M. Mahdi Shafiei

Model based co-clustering in high dimensional spaces

My research interests lie in areas of machine learning with focus on natural language text processing. I'm particularly interested in the application of machine learning techniques (graphical models, kernel methods) to text representation, classification and clustering. My most recent work involves the application of different dimension reduction techniques to text dataperformance of different dimension reduction techniques in clustering text data. I'm currently studying the application of statistical models in co-clustering.

Co-clustering or simultaneous clustering of rows and columns of two-dimensional data matrices, is a data mining technique with various applications such as text clustering and microarray analysis. Most proposed co-clustering algorithms work on the data matrices with elaborate assumptions and they also assume the existence of a number of mutually exclusive row and column clusters, but it is believed that such an ideal structure rarely exists in real data.

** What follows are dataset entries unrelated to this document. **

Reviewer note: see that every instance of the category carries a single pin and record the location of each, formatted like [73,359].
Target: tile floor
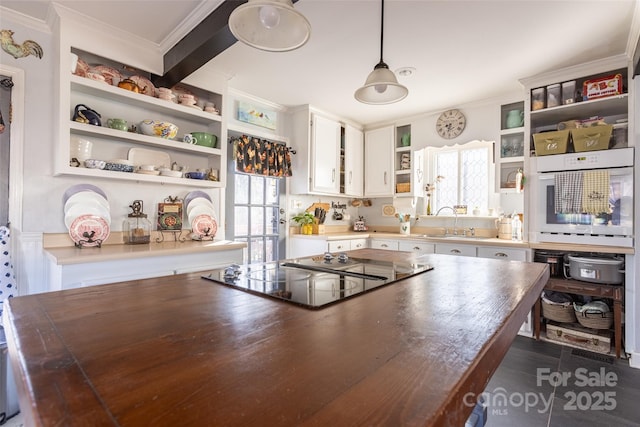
[597,391]
[545,384]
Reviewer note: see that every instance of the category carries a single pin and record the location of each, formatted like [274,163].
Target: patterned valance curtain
[261,157]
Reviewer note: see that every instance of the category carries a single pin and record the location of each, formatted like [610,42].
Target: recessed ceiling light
[405,71]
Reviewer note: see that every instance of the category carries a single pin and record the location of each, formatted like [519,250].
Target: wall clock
[450,124]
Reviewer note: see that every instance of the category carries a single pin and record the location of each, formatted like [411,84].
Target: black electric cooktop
[316,281]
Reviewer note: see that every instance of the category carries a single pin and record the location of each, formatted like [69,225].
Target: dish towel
[568,197]
[7,276]
[595,192]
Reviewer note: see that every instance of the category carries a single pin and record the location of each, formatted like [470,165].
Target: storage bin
[620,137]
[551,142]
[537,99]
[591,138]
[403,187]
[554,94]
[569,92]
[577,336]
[558,312]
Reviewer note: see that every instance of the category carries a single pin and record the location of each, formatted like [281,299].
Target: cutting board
[313,207]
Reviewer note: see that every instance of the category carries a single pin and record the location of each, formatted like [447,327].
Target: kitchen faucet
[455,220]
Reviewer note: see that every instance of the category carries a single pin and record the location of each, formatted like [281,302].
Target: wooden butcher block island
[184,351]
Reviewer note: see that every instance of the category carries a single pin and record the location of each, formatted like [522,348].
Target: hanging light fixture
[381,86]
[272,25]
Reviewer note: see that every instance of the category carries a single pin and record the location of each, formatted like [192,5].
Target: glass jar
[136,228]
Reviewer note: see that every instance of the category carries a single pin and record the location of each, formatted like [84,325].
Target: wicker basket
[558,313]
[403,187]
[595,319]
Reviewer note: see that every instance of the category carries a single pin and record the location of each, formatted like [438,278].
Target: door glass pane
[271,223]
[271,243]
[256,249]
[257,190]
[241,221]
[446,193]
[241,192]
[257,221]
[474,177]
[271,193]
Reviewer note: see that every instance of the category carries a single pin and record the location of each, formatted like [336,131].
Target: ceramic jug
[84,114]
[515,118]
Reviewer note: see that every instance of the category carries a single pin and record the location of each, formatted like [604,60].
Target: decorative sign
[256,116]
[169,216]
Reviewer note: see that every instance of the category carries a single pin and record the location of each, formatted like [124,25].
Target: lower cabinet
[513,254]
[416,247]
[346,245]
[308,246]
[99,272]
[386,244]
[455,249]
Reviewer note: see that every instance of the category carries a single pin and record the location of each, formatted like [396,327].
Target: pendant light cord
[381,29]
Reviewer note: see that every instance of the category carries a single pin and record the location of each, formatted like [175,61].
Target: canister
[504,228]
[554,93]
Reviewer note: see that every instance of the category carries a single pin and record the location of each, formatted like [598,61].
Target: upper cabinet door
[353,161]
[325,141]
[378,162]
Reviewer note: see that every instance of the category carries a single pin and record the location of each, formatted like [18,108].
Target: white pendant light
[381,86]
[272,25]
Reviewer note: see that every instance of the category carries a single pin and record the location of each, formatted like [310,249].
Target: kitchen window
[467,174]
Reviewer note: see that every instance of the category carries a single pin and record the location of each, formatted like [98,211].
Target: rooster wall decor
[28,47]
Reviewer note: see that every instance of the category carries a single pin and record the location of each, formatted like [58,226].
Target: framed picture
[257,116]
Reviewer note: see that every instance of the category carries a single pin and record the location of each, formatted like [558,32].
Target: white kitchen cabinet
[379,162]
[96,271]
[408,165]
[352,162]
[514,254]
[323,162]
[416,247]
[386,244]
[325,150]
[300,246]
[114,102]
[510,149]
[459,249]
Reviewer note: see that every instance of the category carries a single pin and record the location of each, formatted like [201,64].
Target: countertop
[71,255]
[182,350]
[478,241]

We are looking for a co-clustering algorithm which has the following three properties : first, it should be applicable to any two-dimensional matrix. Second, it should allow overlapping clusters for rows and columns to be identified and finally, it should be able to find automatically the optimal number of row and column clusters. For the first step, we have proposed an overlapping co-clustering model which is able to work with any regular exponential family distribution, and corresponding Bregman divergences, thereby making the model applicable to a wide variety of clustering distance functions. The proposed algorithm using a generative model is able to discover overlapping co-clusters in the input data matrix.